- Theatrical release poster
- Directed by: Minhal Baig
- Written by: Minhal Baig
- Produced by: Minhal Baig; Joe Pirro;
- Starring: Blake Cameron James; Gian Knight Ramirez; S. Epatha Merkerson; Lil Rel Howery; Jurnee Smollett;
- Cinematography: Pat Scola
- Edited by: Stephanie Filo
- Music by: Jay Wadley
- Production companies: Participant; Symbolic Exchange; Stage 6 Films;
- Distributed by: Sony Pictures Classics; Stage 6 Films;
- Release dates: September 8, 2023 (TIFF); April 19, 2024 (United States);
- Running time: 93 minutes
- Country: United States
- Language: English
- Box office: $296,535

= We Grown Now =

2023 drama film by Minhal Baig

We Grown Now is a 2023 American coming-of-age hood film written, directed and co-produced by Minhal Baig. It stars Blake Cameron James, Gian Knight Ramirez, S. Epatha Merkerson, Avery Holliday, Ora Jones, Lil Rel Howery and Jurnee Smollett.

We Grown Now had its world premiere at the 2023 Toronto International Film Festival on September 8, 2023. The film was released in select cinemas in the United States on April 19, 2024, by Sony Pictures Classics and Stage 6 Films.

==Plot==
In 1992, Malik and Eric are two best friends living in Chicago’s Cabrini–Green Homes housing complex and attending elementary school together. Malik - a mischievous but friendly boy - lives in a loving apartment with his single mother Dolores, grandmother Anita, and younger sister Dee, while Eric - who is slightly more introverted - lives in a colder home in the floor above with his single father Jason and older sister Amber. The two boys love to spend their time at the park playing a game called “jumping”, in which they attempt to hurdle over a stack of mattresses.
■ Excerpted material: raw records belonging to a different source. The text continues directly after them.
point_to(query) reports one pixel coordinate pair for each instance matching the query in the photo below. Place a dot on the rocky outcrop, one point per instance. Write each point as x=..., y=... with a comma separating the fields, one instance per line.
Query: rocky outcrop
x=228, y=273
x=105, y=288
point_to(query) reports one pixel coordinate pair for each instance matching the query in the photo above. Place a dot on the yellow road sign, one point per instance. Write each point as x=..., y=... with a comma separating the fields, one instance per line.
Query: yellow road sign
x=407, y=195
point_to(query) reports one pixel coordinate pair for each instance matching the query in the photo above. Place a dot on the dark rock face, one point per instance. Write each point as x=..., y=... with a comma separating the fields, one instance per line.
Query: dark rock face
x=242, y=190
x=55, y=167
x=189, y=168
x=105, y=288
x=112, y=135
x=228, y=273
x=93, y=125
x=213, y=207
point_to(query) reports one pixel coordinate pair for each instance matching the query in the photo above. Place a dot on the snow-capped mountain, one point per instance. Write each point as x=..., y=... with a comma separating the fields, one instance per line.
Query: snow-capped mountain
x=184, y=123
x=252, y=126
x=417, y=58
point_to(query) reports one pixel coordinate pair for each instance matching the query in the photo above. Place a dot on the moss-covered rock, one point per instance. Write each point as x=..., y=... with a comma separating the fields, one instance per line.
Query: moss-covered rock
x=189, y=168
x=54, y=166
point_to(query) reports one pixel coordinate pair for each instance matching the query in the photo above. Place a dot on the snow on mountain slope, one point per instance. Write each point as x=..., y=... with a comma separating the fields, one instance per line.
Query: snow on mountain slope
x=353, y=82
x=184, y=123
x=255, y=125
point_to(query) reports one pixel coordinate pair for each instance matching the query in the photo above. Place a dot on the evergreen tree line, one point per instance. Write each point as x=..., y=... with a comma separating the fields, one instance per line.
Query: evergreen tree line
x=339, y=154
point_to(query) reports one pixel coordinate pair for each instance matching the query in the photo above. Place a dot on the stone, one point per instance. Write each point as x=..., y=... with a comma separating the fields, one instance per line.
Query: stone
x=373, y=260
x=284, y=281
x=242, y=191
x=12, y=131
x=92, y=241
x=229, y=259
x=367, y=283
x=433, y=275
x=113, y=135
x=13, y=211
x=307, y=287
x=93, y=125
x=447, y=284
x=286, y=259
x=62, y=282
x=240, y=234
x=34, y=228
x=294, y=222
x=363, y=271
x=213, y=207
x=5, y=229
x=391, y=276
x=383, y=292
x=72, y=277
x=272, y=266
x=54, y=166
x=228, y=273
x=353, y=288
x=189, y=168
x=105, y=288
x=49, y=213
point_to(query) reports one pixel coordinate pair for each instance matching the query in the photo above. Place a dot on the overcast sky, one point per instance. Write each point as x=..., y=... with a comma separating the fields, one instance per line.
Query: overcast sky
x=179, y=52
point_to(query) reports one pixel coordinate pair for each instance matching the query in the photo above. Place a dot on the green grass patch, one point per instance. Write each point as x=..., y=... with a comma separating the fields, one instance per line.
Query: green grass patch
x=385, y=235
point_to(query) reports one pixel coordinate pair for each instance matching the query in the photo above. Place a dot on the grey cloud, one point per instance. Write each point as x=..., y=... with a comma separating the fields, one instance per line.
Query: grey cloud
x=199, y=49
Increased levels of racial violence in the area culminate in the fatal shooting of Dantrelle, a boy in the grade below Malik and Eric. In retaliation, Mayor Richard M. Daley cracks down on activity in the neighborhood by forcing everyone at the complex to carry identification cards and performing unwarranted drug searches late at night. Fed up with the increased oppression, and struggling with their own mortality in the wake of Dantrelle’s death, Malik and Eric flee school one day to go visit The Art Institute of Chicago, where they deduce the reality of systemic racism from the paintings there.

Financially struggling to support her family, Dolores is given the opportunity for a job promotion in Peoria. Though she is hesitant to uproot her kids, Anita - having herself moved from Mississippi for better opportunities - encourages her to take it. Malik overhears their conversation, and privately expresses mixed sentiments about doing so. He attempts to bring the idea of leaving Chicago up with Eric, who is unreceptive.

Pressured by his father to succeed on top of everything going on, Eric becomes increasingly withdrawn and, upon learning of the possibility of Malik leaving, accuses Malik of wanting to leave him behind. Although Malik dreams of a better life, during a school assignment, he admits that he has learned that the people one meets are what truly make a home, and that he found that with Eric. An embittered Eric sees this, resulting in a scuffle that injures Malik.

Malik’s family makes preparations to leave. Eric, remorseful for his actions, is hesitant to approach Malik, but is encouraged by Jason to do so. After imagining his family living in the apartment one last time, Malik meets up with Eric. Before Malik leaves, the two of them reconcile with him telling Eric a jumping trick: “Don’t be afraid to fly”.

==Cast==
- Blake Cameron James as Malik
- Gian Knight Ramirez as Eric
- S. Epatha Merkerson as Anita
- Avery Holliday as Amber
- Ora Jones as Victoria Lucas
- Lil Rel Howery as Jason
- Jurnee Smollett as Dolores
- Giovani Chambers as Slug

==Production==
In May 2022, it was announced Minhal Baig would write and direct the film, with principal photography commencing in and around Chicago.

==Release==
We Grown Now had its world premiere at the 2023 Toronto International Film Festival on September 8, 2023.

On October 4, 2023, Sony Pictures Classics acquired distribution rights to the film. It had a limited theatrical release in the United States on April 19, 2024.

==Reception==
===Box office===
We Grown Now grossed $35,344 from 9 theatres during its opening weekend in the United States.

===Critical response===

Metacritic, which uses a weighted average, assigned the film a score of 76 out of 100, based on 21 critics, indicating "generally favorable" reviews.

===Accolades===
At the 2023 Toronto International Film Festival, the film was the winner of the Changemaker Award. The film also won the Audience Choice Award for Best U.S. Feature at the 2023 Chicago International Film Festival. In 2025 received a nomination at the NAACP Image Award for Outstanding Independent Motion Picture.